I think we have to learn to understand that eventually. That US and THEM all coincide on a planet. I think what we see on the outside, reflect what we are giving out to the earth. What happens on the outside shows to us what we are allow to be.

For example, here where I am, everything is fine. I see everything is okay. But looking somewhere else, such as at a documentary, it's not for others.

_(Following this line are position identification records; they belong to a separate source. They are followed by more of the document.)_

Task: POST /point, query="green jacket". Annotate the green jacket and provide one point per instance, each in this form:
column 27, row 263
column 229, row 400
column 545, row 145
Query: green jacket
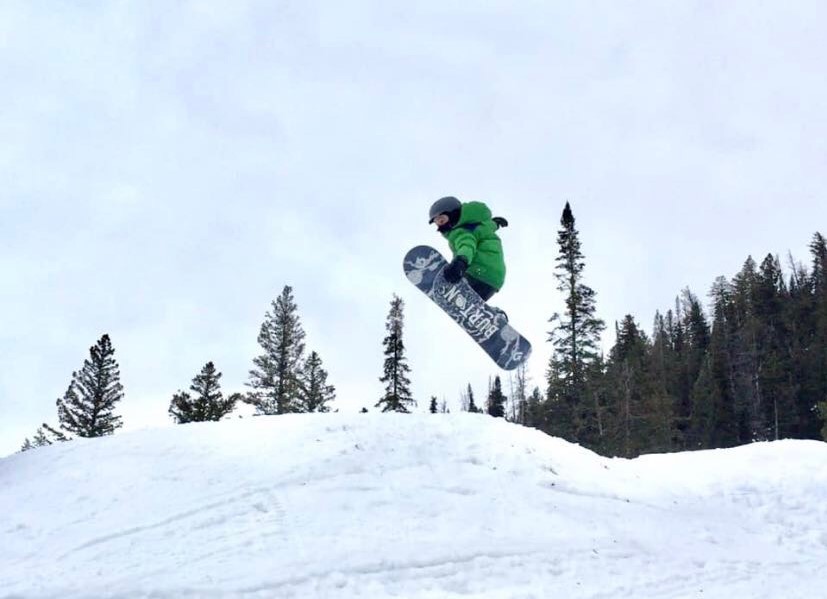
column 475, row 237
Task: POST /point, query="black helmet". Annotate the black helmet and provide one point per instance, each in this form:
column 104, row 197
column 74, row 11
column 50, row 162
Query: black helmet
column 444, row 206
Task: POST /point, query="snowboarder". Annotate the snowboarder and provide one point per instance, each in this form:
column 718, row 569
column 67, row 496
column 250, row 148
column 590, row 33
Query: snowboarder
column 472, row 236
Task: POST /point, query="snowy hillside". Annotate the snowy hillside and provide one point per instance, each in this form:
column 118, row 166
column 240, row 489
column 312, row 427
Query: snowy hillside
column 418, row 506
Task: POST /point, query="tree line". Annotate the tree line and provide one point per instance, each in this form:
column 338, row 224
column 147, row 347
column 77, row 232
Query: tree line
column 284, row 379
column 752, row 368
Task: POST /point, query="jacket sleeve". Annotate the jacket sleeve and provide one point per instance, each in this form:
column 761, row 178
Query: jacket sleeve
column 465, row 244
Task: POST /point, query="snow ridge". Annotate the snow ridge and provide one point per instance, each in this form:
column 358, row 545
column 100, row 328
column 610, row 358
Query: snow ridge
column 381, row 505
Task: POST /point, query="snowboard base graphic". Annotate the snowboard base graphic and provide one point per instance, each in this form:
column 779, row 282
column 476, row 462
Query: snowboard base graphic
column 486, row 325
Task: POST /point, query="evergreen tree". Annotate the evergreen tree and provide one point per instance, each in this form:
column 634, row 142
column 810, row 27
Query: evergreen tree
column 496, row 400
column 87, row 408
column 44, row 436
column 816, row 389
column 397, row 396
column 472, row 406
column 714, row 418
column 314, row 392
column 822, row 408
column 276, row 376
column 575, row 338
column 209, row 403
column 519, row 395
column 534, row 410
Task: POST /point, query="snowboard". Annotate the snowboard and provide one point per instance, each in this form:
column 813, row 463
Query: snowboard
column 486, row 325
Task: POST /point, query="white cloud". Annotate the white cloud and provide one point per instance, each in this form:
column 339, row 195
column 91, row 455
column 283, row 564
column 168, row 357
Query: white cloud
column 166, row 169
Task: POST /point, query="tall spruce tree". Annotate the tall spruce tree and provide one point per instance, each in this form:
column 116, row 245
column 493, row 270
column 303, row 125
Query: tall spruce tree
column 88, row 407
column 275, row 378
column 209, row 403
column 496, row 400
column 397, row 396
column 314, row 392
column 575, row 338
column 817, row 385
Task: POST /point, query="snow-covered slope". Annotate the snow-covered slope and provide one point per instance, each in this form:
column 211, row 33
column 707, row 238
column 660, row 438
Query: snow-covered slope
column 435, row 506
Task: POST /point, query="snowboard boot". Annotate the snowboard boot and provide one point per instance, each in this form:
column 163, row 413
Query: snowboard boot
column 500, row 313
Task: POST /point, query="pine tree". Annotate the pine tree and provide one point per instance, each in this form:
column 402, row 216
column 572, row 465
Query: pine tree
column 822, row 409
column 209, row 403
column 87, row 408
column 276, row 375
column 534, row 410
column 575, row 339
column 472, row 406
column 496, row 400
column 44, row 436
column 397, row 396
column 314, row 392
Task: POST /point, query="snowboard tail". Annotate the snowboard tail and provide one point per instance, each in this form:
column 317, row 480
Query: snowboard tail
column 486, row 325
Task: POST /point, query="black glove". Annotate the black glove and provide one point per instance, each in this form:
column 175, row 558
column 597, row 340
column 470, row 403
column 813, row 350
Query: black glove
column 454, row 271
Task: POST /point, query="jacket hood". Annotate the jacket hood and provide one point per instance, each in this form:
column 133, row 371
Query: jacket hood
column 473, row 212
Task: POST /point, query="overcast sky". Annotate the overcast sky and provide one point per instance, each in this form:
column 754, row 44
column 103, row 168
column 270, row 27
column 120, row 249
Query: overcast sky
column 167, row 167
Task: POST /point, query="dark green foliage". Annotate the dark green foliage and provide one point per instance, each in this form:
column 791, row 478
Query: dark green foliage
column 575, row 337
column 208, row 404
column 87, row 407
column 275, row 378
column 469, row 401
column 496, row 400
column 397, row 396
column 314, row 392
column 754, row 369
column 45, row 435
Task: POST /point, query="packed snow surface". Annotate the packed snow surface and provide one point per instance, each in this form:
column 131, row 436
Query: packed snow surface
column 413, row 506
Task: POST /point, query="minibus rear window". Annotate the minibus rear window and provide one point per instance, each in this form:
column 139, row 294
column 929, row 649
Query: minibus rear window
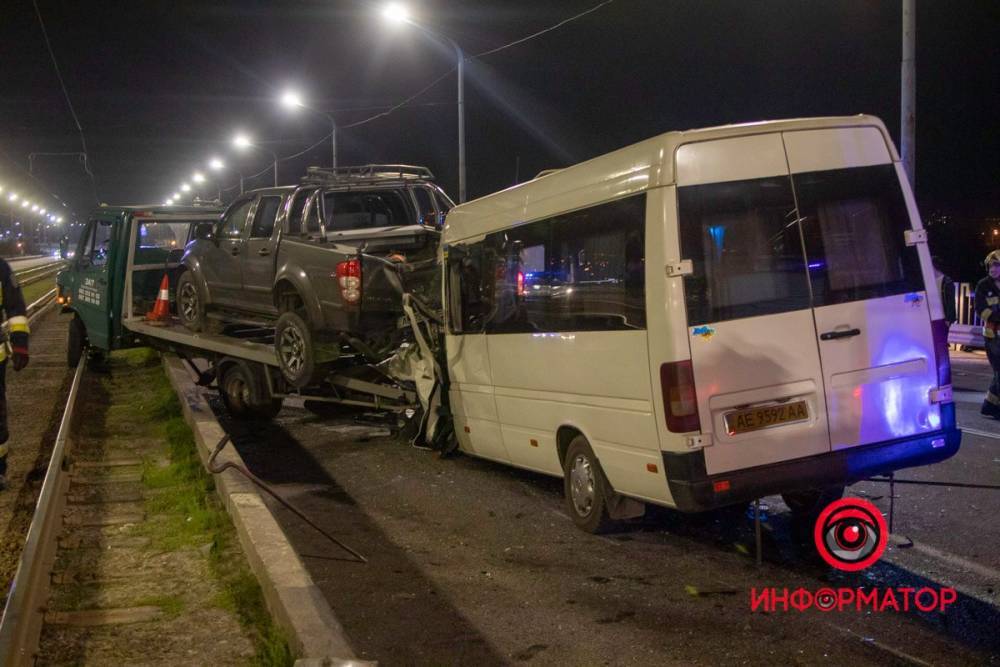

I feel some people are being repressed and I would think that it's because they have to learn from that, not me. But it can't be easy for them. Some people feel alone. But I know they aren't truly alone. But they may want someone who they can physically sit next to and talk to, as there seems to be some kind of comfort that comes from that. How can they guarantee that person will understand?

Why am I asking questions that don't pertain to me? lol Why am I considering all of this?

I feel that it helps me to understand more maybe. Thinking of all scenarios, all possible thoughts etc.

Maybe it helps me to understand what someone is saying sometimes. I could bring up all possibilities. Things that could occur. Does this help me in life? I don't know. Is it normal? I'm not sure.

Back to the image. In this place there is a place for everyone. And there are people who understand one person more than another. Taking into account that grouping based on race does not help to see the greater whole would probably be stressed but not enforced.

If there is a problem between two people, they are encouraged to speak about their side of the issue together to gain an understanding of where they have had a misunderstanding.

I think with people, it's the same as taking care of children! I really do. And maybe that's why I'm stressed a bit.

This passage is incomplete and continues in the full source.